Imagine my surprise when another parent who was from Eastern Europe befriended, saying: “You are one of the few Americans who don’t smile all the time. You show what you are really feeling.” She went on to say: “In my country, when Americans visit, they are always smiling and people say ‘Why do those Americans smile all the time those fake smiles? I wish they would show how what they are really feeling.’” It is no surprise that my mother’s family roots are Eastern European and that the women in my family are the dominant sex with regards to communication. It is nice to know that my way of being is not a flaw in me but a cultural difference that I can explain if given the opportunity.

What is unfortunate is that when we talk about cultural differences in groups, we assume that to be different, one has to have a different skin color. In the same manner, we assume that if persons have a different skin color, they must be culturally different. It is a root of the angst many Asian Americans feel when people ask them “Where are you from originally?” or “What other languages do you speak?”

Perhaps for Black History Month, we should challenge ourselves to think about what we as peoples of many races and colors have in common.

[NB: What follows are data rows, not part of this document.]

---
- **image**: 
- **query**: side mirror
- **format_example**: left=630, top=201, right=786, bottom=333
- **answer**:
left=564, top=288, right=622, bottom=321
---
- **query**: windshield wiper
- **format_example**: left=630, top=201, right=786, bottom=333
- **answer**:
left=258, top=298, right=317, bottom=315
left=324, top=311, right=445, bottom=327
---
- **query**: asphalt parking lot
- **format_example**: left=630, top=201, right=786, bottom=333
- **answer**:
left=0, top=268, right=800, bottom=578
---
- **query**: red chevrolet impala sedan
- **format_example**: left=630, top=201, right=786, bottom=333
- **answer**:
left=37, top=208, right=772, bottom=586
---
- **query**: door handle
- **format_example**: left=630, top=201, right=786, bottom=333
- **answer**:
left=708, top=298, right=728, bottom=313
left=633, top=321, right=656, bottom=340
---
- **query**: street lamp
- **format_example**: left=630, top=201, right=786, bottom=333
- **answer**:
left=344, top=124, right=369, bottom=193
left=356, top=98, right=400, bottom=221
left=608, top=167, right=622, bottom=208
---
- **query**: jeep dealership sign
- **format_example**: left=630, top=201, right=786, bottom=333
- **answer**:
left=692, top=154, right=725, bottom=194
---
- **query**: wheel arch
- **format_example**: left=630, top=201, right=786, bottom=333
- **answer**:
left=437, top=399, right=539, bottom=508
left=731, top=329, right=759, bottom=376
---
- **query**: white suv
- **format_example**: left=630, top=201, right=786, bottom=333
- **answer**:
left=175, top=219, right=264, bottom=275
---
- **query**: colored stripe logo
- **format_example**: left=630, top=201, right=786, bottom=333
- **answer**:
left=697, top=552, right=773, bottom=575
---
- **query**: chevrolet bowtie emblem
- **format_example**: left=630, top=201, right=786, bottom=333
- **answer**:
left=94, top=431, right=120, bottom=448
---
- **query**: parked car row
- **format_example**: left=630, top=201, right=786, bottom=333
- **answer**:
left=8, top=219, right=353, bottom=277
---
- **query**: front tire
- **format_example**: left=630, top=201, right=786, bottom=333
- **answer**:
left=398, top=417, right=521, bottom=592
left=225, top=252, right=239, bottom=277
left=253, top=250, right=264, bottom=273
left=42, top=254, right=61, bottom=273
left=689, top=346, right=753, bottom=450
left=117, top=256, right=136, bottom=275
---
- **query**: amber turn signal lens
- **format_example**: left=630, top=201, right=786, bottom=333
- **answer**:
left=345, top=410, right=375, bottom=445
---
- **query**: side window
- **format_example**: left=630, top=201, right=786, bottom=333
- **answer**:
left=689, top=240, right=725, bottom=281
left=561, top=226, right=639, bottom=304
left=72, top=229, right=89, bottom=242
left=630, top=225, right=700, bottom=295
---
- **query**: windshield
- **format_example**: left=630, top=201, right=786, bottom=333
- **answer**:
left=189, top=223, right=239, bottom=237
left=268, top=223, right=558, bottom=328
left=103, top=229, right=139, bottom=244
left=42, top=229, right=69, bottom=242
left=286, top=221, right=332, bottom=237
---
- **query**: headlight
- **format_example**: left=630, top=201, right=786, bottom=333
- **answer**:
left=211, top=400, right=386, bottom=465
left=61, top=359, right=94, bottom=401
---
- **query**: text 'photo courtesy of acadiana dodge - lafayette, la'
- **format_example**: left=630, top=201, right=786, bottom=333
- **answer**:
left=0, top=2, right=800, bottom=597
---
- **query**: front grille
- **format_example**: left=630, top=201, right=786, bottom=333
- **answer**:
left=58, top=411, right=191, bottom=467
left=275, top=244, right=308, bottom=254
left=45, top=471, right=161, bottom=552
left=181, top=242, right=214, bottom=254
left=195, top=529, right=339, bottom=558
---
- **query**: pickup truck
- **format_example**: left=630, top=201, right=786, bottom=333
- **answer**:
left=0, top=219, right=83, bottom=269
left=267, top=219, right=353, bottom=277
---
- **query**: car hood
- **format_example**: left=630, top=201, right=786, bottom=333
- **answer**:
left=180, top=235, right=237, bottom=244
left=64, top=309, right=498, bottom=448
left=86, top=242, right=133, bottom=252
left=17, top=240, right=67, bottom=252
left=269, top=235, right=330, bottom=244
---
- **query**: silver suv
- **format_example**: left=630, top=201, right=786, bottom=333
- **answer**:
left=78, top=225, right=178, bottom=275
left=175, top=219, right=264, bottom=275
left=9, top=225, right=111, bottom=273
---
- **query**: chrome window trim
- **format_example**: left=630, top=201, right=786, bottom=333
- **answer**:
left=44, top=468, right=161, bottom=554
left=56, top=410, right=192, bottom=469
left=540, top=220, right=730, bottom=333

Remember that being “white” or “black” isn’t a thing that can be defined by one set of rules or cultural attributes, but is unique to each region, each time in history, and each individual. Part of learning about other cultures is also learning about yourself. If you understand who you are and where you came from, it will be easier to understand others and what impact the past and present has on who they are.

In closing, what would you like people to know about you and your cultural values? Is there anything about your culture that you wish you knew more about?


Photo: Nell Fleming pictured with her daughter, Ronnell.